Over the last two years, crowds have gathered outside Anis Mojgani’s studio in southeast Portland to listen to his poems ring out into the evening air. Though the sight of Oregon’s poet laureate leaning out his window, candlelit and gesturing buoyantly, became familiar to the people who filled the street for his Poems at Sunset out a Window events, the view from inside Mojgani’s studio is equally striking. Overlooking a school park where children jump in leaf piles, laughing loudly enough to be heard over the jazz record playing inside, Mojgani seems fueled by a childlike spirit. Though his writing has primarily focused on poetry—including five published collections—he’s also the author of The Pocketknife Bible, a “children’s picture book for adults,” and the children’s book Lifespans of a Rock, forthcoming in 2024.

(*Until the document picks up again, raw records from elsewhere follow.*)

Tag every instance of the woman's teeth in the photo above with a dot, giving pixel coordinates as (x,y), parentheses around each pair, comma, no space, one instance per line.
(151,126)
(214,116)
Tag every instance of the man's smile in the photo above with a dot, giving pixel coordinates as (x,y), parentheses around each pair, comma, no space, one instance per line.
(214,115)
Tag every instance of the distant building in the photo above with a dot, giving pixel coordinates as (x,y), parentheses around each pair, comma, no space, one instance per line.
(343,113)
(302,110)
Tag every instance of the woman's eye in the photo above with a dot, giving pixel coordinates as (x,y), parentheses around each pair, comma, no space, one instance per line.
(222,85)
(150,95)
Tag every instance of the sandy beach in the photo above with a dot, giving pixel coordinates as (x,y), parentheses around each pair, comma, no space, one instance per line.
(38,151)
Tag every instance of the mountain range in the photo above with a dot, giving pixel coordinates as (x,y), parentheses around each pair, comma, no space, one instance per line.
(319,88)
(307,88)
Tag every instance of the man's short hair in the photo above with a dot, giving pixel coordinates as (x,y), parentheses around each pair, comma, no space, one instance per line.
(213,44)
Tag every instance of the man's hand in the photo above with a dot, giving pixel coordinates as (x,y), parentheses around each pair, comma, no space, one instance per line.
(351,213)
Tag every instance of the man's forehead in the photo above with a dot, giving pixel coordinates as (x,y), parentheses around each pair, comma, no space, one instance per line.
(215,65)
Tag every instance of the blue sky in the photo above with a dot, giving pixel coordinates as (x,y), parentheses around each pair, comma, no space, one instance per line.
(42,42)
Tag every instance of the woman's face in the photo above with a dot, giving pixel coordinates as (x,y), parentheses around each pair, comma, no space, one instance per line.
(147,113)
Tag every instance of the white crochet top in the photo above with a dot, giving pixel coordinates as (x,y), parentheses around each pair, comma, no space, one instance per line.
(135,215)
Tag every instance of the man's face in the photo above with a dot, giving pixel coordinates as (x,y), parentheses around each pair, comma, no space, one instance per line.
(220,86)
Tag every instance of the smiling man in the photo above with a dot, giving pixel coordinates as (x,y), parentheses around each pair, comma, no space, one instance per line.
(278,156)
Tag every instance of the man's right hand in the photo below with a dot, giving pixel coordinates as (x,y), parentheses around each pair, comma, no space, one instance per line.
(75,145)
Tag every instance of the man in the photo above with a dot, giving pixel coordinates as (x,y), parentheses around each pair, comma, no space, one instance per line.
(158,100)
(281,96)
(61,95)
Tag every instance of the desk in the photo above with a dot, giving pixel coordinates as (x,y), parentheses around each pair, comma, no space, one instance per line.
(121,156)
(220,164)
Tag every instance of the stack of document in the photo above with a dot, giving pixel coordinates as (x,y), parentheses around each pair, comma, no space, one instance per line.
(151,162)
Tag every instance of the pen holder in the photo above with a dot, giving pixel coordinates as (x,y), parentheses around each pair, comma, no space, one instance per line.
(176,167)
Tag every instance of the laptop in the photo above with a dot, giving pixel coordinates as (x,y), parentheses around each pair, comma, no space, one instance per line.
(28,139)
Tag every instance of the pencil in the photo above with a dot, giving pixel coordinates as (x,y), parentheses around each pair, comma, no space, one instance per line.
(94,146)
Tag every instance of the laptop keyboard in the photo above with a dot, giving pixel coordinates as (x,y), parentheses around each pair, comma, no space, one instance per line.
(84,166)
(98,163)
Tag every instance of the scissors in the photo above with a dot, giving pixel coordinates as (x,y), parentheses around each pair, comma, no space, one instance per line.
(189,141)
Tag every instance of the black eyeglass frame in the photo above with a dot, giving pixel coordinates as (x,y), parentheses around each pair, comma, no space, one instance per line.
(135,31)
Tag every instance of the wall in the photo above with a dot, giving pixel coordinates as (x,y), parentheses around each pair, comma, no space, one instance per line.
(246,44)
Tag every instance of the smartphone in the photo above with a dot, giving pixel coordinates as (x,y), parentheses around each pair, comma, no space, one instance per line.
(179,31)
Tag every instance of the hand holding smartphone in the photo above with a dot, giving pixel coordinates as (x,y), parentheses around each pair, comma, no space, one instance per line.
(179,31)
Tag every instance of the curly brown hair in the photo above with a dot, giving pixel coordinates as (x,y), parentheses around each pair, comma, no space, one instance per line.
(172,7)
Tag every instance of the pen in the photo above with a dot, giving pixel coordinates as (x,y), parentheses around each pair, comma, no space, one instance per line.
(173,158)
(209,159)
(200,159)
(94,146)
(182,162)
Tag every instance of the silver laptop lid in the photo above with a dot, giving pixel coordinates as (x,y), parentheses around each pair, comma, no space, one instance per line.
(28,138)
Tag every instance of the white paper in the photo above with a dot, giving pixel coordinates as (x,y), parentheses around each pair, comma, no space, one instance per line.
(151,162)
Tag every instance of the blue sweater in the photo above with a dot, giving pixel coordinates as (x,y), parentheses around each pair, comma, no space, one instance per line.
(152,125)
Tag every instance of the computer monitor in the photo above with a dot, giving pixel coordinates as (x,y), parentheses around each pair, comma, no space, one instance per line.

He describes his interest in writing children’s books as part inquisitiveness, part happy accident. “Some of my favorite things in the world are the books that I read when I was ten,” says Mojgani. “That’s what my brain and my heart are curious about. And also, sometimes I’m sitting down to write, and I’m just making the space for what is on the other side of the veil that’s coming through. Like, through the veil I thought it was a giraffe, but in pulling it out, oh, it’s an elephant! Alright, well, I guess I’m putting an elephant into the world.”

His studio shelves and desk are stacked with children’s fiction, including books by Beverly Cleary, Maurice Sendak, E.B. White, and Edward Eager. “I love a middle grade book,” he says. “[It’s] the perfect length, and it’s the perfect balance of what is able to happen in a story.” Part of what Mojgani loves is the immediacy and simplicity of children’s stories. But part of his interest is also rooted in exploring his own relationship to his childhood in New Orleans. “There’s a tenderness that comes in engaging with books where the protagonists are young,” he says. “It allows me to just want all the good things for them. Ultimately, what I wish I had had for myself as a kid, I want for all kids. And that which I also had as a kid I want for all kids, because I had a very loving family that was so committed and rooted in story.”

Mojgani admits that, though his family introduced him to children’s verse, which he was “tickled by,” and books were prevalent in his house, he didn’t feel called to poetry until he neared adulthood. As a young person, Mojgani was fascinated by design and illustration. It wasn’t until he took a writing class in his senior year of high school that poetry found him. “That was really the first time I asked, ‘What does it mean to give language to what is inside of me?’ As a visual artist, […] it felt like somebody said, ‘You’re on the playground and you’ve been on these monkey bars this whole time. Here’s a slide if you want to go down.’”

In the nearly thirty years since this awakening to poetry, Mojgani has continued to explore writing alongside drawing and painting. He sometimes even thinks of his writing first as a visual medium. He points to a book about Black Mountain College, an education and arts experiment from the 1930s to 1950s. “I remember when I first saw that book on the shelf at Powell’s. The fonts in the book made me want to put text on paper. It wasn’t like, ‘Oh, this is beautiful language. Now I want to create beautiful language.’ It was like, ‘Oh, I love the way this ink looks on this page, the way these letters look on the page. I want to put letters on the page.’”

But Mojgani is equally influenced by poetry that exists off the page. “The summer before I went to college, I got introduced to poetry slams,” a form that “tricked people into listening to poems,” he says, by opening the mic to everyone. “You don’t have to have a degree. You don’t have to read a book. You don’t have to have taken a class. You could have just written that poem just now in the bathroom. Poetry really is for everybody, and it’s a thing that we get to use to figure ourselves out and connect with other people in sharing it.”